ICMS (Imposto sobre Circulação de Mercadorias e Serviços) e ISS (Imposto sobre Serviços) seriam mantidos, assim como FGTS (Fundo de Garantia do Tempo de Serviço), PIS (Programa de Integração Social) e impostos de importação e exportação.

Grassi também propõe elevar a faixa de isenção do Imposto de Renda para 5 salários mínimos, o equivalente a R$ 8.105 em valores de 2026.
As atuais alíquotas seriam mantidas, mas aplicadas a partir desse novo limite. Segundo o plano, cerca de 9,4 milhões de pessoas que hoje pagam IR deixariam de pagar.
Segundo ele, a extinção da CSLL faria a alíquota nominal do IRPJ cair de 34% para 25%. O plano afirma que a redução não representaria uma nova renúncia fiscal, porque a parcela atualmente arrecadada pela CSLL passaria a ser recolhida por meio do IUF.

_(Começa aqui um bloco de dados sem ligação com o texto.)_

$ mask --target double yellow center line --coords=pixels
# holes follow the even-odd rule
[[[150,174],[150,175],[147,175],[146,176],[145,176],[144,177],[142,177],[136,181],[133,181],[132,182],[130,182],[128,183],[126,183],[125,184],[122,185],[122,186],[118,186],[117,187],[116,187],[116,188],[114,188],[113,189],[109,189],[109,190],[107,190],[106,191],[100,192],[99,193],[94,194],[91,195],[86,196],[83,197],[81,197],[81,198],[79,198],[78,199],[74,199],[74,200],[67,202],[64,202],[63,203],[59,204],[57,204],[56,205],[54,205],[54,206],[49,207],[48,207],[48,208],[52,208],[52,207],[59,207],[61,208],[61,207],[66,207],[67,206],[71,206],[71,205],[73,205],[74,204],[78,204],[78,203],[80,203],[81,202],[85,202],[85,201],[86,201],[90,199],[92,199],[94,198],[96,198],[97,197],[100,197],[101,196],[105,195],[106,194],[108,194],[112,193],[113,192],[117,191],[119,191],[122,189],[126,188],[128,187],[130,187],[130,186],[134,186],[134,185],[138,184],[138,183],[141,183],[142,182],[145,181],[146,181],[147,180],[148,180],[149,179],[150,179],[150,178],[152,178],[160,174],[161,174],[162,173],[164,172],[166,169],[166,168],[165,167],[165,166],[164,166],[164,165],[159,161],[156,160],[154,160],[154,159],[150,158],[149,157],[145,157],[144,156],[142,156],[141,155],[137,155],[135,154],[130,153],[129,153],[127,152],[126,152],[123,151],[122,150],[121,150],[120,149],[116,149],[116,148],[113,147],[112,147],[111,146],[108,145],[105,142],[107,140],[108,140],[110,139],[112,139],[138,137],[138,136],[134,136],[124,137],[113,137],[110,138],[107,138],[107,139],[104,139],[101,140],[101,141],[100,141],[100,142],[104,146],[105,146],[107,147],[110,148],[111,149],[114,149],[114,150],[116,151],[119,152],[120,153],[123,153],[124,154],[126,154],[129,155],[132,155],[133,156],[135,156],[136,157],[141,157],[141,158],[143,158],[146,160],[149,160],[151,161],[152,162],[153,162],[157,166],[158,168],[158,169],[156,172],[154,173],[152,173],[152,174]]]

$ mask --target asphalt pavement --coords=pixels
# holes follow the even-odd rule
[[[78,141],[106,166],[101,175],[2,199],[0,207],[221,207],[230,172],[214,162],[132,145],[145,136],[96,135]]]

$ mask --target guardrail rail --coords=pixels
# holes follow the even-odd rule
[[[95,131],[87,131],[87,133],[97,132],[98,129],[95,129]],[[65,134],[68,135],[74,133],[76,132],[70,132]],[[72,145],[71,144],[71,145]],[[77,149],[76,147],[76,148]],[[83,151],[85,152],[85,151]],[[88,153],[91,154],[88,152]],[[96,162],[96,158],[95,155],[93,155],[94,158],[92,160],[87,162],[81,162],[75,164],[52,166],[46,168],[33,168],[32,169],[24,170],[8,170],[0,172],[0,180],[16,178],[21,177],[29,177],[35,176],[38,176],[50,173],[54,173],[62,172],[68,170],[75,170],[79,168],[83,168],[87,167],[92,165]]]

🔎 Pesquisa Quaest: Wilson Grassi não pontuou nas intenções de voto no 1º turno.
O candidato também prevê medidas para reduzir os efeitos da mudança sobre a economia. Entre elas estão:
- devolução do IUF incidente ao longo das cadeias exportadoras;
- mecanismos para tratar cadeias produtivas longas e uma revisão automática caso a arrecadação do novo imposto fique abaixo do previsto;
Além da reforma, o plano prevê simplificação para pequenos negócios, com revisão do enquadramento do MEI e criação de um ambiente digital único para abertura, alteração e baixa de empresas.
A reforma tributária seria enviada ao Congresso por meio de uma PEC no 1º semestre do 1º mandato e teria transição gradual.
📄 O plano de governo de Wilson Grassi tem 58 páginas. Clique aqui para ler o documento na íntegra.
PESQUISA QUAEST
A pesquisa Quaest ouviu 2.004 pessoas de 10 a 13 de agosto. Foi divulgada em 14 de agosto. A margem de erro é de 2 pontos percentuais, para mais ou para menos. O nível de confiança é de 95%. O número de registro da pesquisa é BR-06773/2026.
Nas intenções para o 1º turno, 8% registraram Branco/nulo/não vai votar. Indecisos são 10%. O levantamento testou Leonardo Avalanche (PRTB), que não pontuou.
Pablo Marçal (PRTB) está registrado como candidato a presidente no TSE. Porém, ele está inelegível até 2032 por determinação da Justiça. A Corte Eleitoral ainda precisa aprovar as candidaturas.